The LHC MoEDAL experiment publishes its first paper on its search for magnetic monopoles
Over the last decades, experiments have been trying to find evidence for magnetic monopoles at accelerators, including at CERN’s Large Hadron Collider.
Such particles were first predicted by physicist Paul Dirac in the 1930s but have never been observed so far.
“Today MoEDAL celebrates the release of its first physics result and joins the other LHC experiments at the discovery frontier," says Spokesperson of the MoEDAL experiment, James Pinfold.
Just as electricity comes with two charges, positive and negative, so magnetism comes with two poles, North and South.
The difference is that while it’s easy to isolate a positive or negative electric charge, nobody has ever seen a solitary magnetic charge, or monopole.
If you take a bar magnet and cut it in half, you end up with two smaller bar magnets, each with a North and South pole. Yet theory suggests that magnetism could be a property of elementary particles.
So just as electrons carry negative electric charge and protons carry positive charge, so magnetic monopoles could in theory carry a North or a South pole.
If monopoles exist, they are believed to be very massive. As the LHC produces collisions at unprecedented energy, physicists may be able to observe such particles if they are light enough to be in the LHC’s reach.
For instance, high-energy photon–photon interactions could produce pairs of North and South monopoles. Monopoles could manifest their presence via their magnetic charge and through their very high ionizing power, estimated to be about 4700 times higher than that of the protons.

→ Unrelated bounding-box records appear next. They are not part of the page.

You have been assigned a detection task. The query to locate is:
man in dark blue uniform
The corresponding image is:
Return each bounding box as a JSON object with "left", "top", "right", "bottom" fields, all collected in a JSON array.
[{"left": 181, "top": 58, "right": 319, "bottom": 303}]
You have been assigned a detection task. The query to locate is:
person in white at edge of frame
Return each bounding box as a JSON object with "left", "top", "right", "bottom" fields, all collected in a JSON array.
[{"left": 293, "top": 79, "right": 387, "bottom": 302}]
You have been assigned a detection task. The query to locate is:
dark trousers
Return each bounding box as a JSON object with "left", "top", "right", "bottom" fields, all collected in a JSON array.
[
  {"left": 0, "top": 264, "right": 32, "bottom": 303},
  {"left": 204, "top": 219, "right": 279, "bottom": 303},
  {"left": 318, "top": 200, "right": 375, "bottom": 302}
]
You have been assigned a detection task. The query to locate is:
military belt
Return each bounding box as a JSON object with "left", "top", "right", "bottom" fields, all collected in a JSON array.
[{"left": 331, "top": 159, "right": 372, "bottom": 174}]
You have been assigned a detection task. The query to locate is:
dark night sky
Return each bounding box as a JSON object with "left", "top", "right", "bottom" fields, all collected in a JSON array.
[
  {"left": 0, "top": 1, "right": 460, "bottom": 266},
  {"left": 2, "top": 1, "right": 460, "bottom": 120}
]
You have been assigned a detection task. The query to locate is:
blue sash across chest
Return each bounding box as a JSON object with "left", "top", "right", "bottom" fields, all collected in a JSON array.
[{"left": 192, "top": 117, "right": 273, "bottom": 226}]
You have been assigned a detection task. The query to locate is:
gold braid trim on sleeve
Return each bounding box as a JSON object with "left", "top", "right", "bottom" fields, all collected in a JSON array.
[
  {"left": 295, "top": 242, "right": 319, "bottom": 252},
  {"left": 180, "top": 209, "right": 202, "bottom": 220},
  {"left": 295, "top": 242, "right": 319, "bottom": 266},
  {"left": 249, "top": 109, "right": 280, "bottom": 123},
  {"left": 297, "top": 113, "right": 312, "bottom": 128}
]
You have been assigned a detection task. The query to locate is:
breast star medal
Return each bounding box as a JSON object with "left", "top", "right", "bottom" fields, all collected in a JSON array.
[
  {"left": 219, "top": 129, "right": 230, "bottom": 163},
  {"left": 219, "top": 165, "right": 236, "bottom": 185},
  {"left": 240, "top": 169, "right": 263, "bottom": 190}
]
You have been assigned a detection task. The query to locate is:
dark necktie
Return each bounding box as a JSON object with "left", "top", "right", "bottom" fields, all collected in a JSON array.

The MoEDAL experiment at the LHC is designed specifically to look at these effects.
MoEDAL is composed of a largely passive detector, installed next to the LHCb experiment. As monopoles would be highly ionizing, they would leave tracks in plastic detectors (NTDs) that are examined by a microscope afterwards.
Monopoles would also lose their energy very quickly and could therefore be slowed down by another device consisting of 0.8 tonnes of aluminium detectors that act as a trap.

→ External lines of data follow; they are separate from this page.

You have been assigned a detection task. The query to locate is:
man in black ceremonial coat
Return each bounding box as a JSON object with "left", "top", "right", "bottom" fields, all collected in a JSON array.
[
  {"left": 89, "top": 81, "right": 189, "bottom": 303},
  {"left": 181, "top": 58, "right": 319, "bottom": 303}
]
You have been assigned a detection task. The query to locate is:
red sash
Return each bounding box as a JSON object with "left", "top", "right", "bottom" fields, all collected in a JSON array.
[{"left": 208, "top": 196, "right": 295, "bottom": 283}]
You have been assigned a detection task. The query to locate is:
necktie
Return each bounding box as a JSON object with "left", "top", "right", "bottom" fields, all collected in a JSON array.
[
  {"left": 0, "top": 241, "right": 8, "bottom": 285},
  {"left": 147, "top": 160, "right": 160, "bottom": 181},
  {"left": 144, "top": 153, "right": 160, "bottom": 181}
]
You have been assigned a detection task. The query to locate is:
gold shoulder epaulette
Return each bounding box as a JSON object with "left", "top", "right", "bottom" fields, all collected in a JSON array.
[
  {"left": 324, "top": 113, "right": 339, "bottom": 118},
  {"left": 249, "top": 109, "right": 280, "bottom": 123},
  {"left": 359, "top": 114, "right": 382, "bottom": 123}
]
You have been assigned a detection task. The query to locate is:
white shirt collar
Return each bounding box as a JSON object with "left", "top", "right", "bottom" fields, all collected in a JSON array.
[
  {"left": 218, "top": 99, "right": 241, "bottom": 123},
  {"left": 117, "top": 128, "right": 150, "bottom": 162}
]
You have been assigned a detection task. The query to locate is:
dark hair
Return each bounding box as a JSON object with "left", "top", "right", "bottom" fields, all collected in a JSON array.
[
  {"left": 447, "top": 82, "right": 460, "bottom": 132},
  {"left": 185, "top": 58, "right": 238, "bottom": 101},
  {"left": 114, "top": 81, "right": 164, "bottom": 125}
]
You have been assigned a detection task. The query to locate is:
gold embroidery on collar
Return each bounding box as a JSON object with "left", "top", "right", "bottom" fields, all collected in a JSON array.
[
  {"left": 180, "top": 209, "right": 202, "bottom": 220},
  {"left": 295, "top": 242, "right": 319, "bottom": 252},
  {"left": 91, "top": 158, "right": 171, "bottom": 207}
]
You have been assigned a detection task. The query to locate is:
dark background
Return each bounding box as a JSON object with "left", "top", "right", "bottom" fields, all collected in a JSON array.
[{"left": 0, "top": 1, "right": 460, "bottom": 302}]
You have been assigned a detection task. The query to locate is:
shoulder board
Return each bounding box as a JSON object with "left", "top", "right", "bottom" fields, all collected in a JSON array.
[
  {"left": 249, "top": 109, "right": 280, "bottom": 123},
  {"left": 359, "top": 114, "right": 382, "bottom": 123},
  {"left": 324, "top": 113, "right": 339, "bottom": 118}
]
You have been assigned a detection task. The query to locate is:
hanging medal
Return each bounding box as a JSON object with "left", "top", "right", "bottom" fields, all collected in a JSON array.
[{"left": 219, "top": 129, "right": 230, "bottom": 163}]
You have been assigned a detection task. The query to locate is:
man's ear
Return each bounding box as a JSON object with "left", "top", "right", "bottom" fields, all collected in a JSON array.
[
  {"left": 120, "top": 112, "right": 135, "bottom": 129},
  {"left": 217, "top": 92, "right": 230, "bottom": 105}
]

A trapped monopole would signal its presence afterwards, when a magnetometer ‘scans’ the detectors for a magnetic charge. Additionally, MoEDAL includes an array of TimePix silicon pixel detectors used to monitor the experiment’s environment in real-time.
The paper published today is based on an analysis of data collected during the LHC’s first run, when the trapping detector was still a prototype. Although showing no evidence for trapped monopoles, the results have allowed the MoEDAL collaboration to place new mass limits, assuming a simple production mode of these hypothetical particles.

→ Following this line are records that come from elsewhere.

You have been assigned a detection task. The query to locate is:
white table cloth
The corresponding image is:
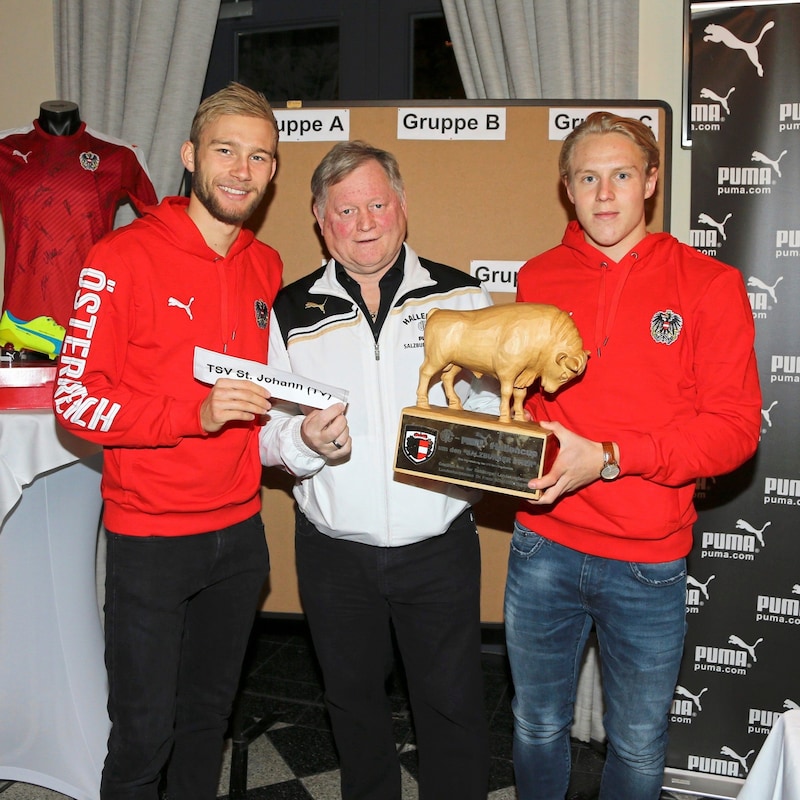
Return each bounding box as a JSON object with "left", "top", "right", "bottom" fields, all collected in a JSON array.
[
  {"left": 738, "top": 708, "right": 800, "bottom": 800},
  {"left": 0, "top": 410, "right": 109, "bottom": 800}
]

They also provide a clear demonstration of the power of the MoEDAL detector, as the LHC delivers data at higher energy. The MoEDAL collaboration is now actively working on the analysis of data obtained with the full detector – including plastic NTDs and trapping detectors – in 2015, with the exciting possibility of revolutionary discoveries in a number of new physics scenarios.
The paper published today was signed by school students from the Simon Langton School, Canterbury, UK, which joined the MoEDAL collaboration in 2013, and the Institute for Research in Schools (IRIS), which aims is to bring first-class cutting-edge research into high-schools.